Puis, se livrant à un sérieux examen de conscience, Henri Merle se mit à rechercher les défauts de son caractère afin de les corriger. Était-il impérieux, manquait-il de douceur? Il feuillette son Nouveau Testament et médite longtemps des passages comme celui-ci:
«Nous avons été doux au milieu de vous, instruisant avec douceur ceux qui sont d'un sentiment contraire.»

La journée du jeudi 3 juillet se lève radieuse. De sa chambre, Henri contemple un moment le lac qui miroite au soleil, puis il fixe sur le papier ces pensées:

«Je n'ai plus de père, mais toi, mon souverain Père, tu assisteras à ma consécration, tu me recevras dans tes bras, tu me donneras ta bénédiction. Une chose que je réclame encore, Seigneur, c'est que tu me délivres de tout ce qui pourrait être en moi écart d'imagination, élan d'une jeunesse trop fougueuse, d'un caractère trop éloigné de la douceur que tu demandes. Je me remets entièrement à ton Esprit, que ton Esprit me dirige! Avec ton secours, ô mon Sauveur, je te serai fidèle jusqu'à la mort.»

La consécration au saint ministère n'était pas alors une cérémonie publique. On se réunissait à onze heures du matin et tout se passait académiquement, dans la salle du Consistoire, en présence de la Vénérable Compagnie des Pasteurs. Les dames n'étaient pas admises et cette exclusion fut sans doute un cuisant regret pour Mme Merle et pour son fils. Le pasteur Moulinié fit un discours plein d'onction avant d'imposer les mains aux neuf candidats à genoux. À quatre heures, les jeunes ministres lui faisaient en corps leur visite officielle et recevaient ses derniers conseils.

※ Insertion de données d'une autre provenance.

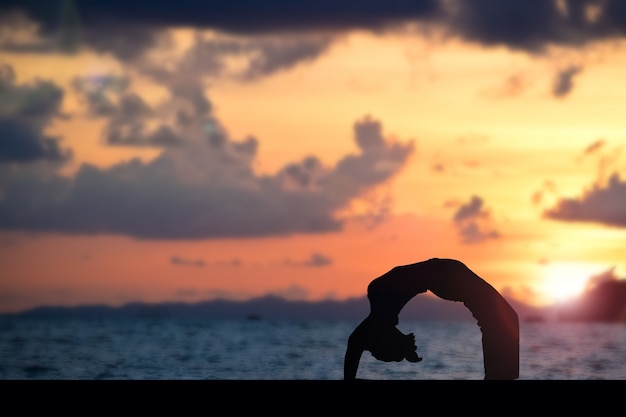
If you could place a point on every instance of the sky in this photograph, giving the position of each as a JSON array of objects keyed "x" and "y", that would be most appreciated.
[{"x": 192, "y": 150}]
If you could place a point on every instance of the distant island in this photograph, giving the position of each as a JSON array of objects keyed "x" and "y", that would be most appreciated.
[{"x": 603, "y": 301}]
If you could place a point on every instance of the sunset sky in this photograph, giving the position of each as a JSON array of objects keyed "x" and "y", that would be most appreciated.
[{"x": 193, "y": 150}]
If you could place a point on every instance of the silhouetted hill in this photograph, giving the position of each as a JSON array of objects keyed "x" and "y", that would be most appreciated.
[{"x": 422, "y": 307}]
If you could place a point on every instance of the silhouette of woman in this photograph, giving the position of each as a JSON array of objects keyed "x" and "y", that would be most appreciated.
[{"x": 448, "y": 279}]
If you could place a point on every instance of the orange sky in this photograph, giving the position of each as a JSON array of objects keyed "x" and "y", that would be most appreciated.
[{"x": 306, "y": 164}]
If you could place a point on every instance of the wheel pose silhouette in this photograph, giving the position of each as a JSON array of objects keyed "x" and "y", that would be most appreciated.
[{"x": 448, "y": 279}]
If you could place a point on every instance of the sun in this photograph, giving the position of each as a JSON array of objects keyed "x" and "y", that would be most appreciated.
[{"x": 562, "y": 281}]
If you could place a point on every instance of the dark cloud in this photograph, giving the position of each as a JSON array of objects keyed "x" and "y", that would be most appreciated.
[
  {"x": 601, "y": 204},
  {"x": 126, "y": 28},
  {"x": 177, "y": 260},
  {"x": 26, "y": 110},
  {"x": 204, "y": 189},
  {"x": 473, "y": 222},
  {"x": 532, "y": 25},
  {"x": 564, "y": 81},
  {"x": 236, "y": 16},
  {"x": 128, "y": 114}
]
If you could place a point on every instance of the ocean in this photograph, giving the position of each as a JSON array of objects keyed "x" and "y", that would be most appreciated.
[{"x": 186, "y": 349}]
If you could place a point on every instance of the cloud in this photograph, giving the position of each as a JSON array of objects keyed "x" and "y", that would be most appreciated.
[
  {"x": 604, "y": 204},
  {"x": 315, "y": 260},
  {"x": 564, "y": 81},
  {"x": 473, "y": 222},
  {"x": 532, "y": 26},
  {"x": 177, "y": 260},
  {"x": 205, "y": 188},
  {"x": 26, "y": 110},
  {"x": 127, "y": 29}
]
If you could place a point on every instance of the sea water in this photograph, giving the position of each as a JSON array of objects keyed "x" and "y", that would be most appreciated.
[{"x": 165, "y": 349}]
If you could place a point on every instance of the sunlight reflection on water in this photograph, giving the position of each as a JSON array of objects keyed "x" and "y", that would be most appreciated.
[{"x": 274, "y": 350}]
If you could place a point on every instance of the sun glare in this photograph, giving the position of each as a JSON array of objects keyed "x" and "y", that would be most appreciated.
[{"x": 565, "y": 280}]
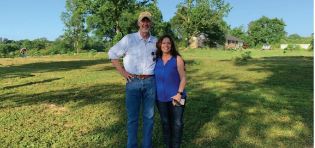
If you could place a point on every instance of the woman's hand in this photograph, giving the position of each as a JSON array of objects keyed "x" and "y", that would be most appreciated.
[{"x": 176, "y": 98}]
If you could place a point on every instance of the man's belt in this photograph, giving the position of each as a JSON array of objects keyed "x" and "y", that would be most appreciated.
[{"x": 142, "y": 76}]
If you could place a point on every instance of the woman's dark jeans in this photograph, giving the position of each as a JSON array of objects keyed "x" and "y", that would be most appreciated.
[{"x": 172, "y": 123}]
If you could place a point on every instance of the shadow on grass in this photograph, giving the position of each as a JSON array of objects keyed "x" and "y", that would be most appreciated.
[
  {"x": 240, "y": 116},
  {"x": 243, "y": 116},
  {"x": 26, "y": 70},
  {"x": 32, "y": 83},
  {"x": 81, "y": 96}
]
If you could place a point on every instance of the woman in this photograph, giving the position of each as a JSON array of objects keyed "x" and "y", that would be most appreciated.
[{"x": 170, "y": 81}]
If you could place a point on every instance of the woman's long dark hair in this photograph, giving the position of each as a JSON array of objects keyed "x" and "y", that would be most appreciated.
[{"x": 173, "y": 50}]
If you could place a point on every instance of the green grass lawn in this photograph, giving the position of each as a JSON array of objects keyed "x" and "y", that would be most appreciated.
[{"x": 78, "y": 101}]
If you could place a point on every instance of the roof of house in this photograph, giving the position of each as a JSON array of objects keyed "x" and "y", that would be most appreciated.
[{"x": 233, "y": 38}]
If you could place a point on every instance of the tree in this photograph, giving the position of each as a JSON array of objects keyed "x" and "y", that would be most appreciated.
[
  {"x": 106, "y": 17},
  {"x": 266, "y": 30},
  {"x": 75, "y": 21},
  {"x": 196, "y": 17}
]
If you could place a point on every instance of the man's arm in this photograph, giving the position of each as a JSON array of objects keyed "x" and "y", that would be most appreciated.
[{"x": 121, "y": 70}]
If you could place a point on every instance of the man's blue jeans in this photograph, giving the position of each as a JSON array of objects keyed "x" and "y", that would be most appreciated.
[{"x": 140, "y": 93}]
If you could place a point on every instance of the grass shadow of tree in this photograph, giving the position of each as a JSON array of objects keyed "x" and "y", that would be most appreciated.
[{"x": 26, "y": 70}]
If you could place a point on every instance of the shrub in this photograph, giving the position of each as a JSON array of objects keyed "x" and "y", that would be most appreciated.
[{"x": 245, "y": 57}]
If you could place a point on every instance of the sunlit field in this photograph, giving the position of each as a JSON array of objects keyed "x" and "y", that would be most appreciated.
[{"x": 79, "y": 101}]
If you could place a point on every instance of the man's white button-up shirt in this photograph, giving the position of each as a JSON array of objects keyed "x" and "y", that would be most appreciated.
[{"x": 138, "y": 54}]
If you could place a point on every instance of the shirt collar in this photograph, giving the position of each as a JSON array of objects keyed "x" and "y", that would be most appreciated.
[{"x": 141, "y": 38}]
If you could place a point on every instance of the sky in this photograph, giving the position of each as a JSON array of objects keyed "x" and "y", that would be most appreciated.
[{"x": 31, "y": 19}]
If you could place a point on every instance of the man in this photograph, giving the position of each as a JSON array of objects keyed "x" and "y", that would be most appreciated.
[{"x": 138, "y": 52}]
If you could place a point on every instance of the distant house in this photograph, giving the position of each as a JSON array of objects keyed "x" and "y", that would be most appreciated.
[
  {"x": 233, "y": 42},
  {"x": 303, "y": 46},
  {"x": 266, "y": 47}
]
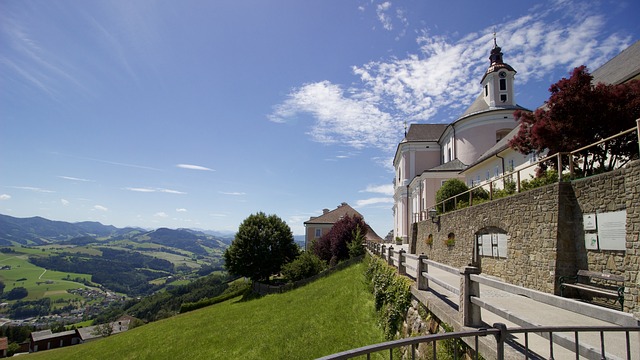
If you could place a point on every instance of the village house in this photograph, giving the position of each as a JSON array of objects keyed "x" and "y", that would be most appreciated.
[{"x": 318, "y": 226}]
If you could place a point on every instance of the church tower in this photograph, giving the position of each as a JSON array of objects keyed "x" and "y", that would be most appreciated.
[{"x": 497, "y": 82}]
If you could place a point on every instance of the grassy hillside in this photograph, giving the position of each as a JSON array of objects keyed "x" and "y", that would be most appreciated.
[{"x": 330, "y": 315}]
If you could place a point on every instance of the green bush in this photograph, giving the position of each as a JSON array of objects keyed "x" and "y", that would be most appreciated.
[
  {"x": 450, "y": 188},
  {"x": 391, "y": 293},
  {"x": 306, "y": 265},
  {"x": 548, "y": 177}
]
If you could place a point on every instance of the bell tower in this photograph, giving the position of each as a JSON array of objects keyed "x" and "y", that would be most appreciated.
[{"x": 497, "y": 82}]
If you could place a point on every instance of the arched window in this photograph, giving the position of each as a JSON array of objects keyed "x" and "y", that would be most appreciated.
[
  {"x": 491, "y": 242},
  {"x": 500, "y": 134}
]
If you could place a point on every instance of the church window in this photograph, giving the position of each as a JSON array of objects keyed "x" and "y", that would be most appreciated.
[{"x": 500, "y": 134}]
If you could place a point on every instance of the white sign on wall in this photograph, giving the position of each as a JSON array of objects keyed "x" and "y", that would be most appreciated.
[
  {"x": 591, "y": 241},
  {"x": 589, "y": 221},
  {"x": 612, "y": 230}
]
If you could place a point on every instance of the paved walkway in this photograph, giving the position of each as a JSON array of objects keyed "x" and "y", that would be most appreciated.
[{"x": 522, "y": 311}]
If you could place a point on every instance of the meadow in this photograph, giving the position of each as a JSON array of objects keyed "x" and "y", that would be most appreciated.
[
  {"x": 37, "y": 280},
  {"x": 330, "y": 315}
]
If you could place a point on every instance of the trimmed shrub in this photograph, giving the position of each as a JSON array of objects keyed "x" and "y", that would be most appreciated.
[{"x": 306, "y": 265}]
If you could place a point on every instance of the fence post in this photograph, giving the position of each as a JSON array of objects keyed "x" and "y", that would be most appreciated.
[
  {"x": 501, "y": 337},
  {"x": 423, "y": 282},
  {"x": 638, "y": 123},
  {"x": 468, "y": 312},
  {"x": 402, "y": 269},
  {"x": 559, "y": 167}
]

Sachant qu'il n'y avait pas de poste vacant dans le canton, attiré par les nouvelles qu'il recevait de Berlin par James Du Pasquier, assuré des subsides réguliers de son frère Guillaume, Henri Merle s'était décidé à faire un complément d'études en Allemagne. Il se reposa quelques semaines à Mornex, puis rentra à la Graveline faire ses préparatifs de voyage.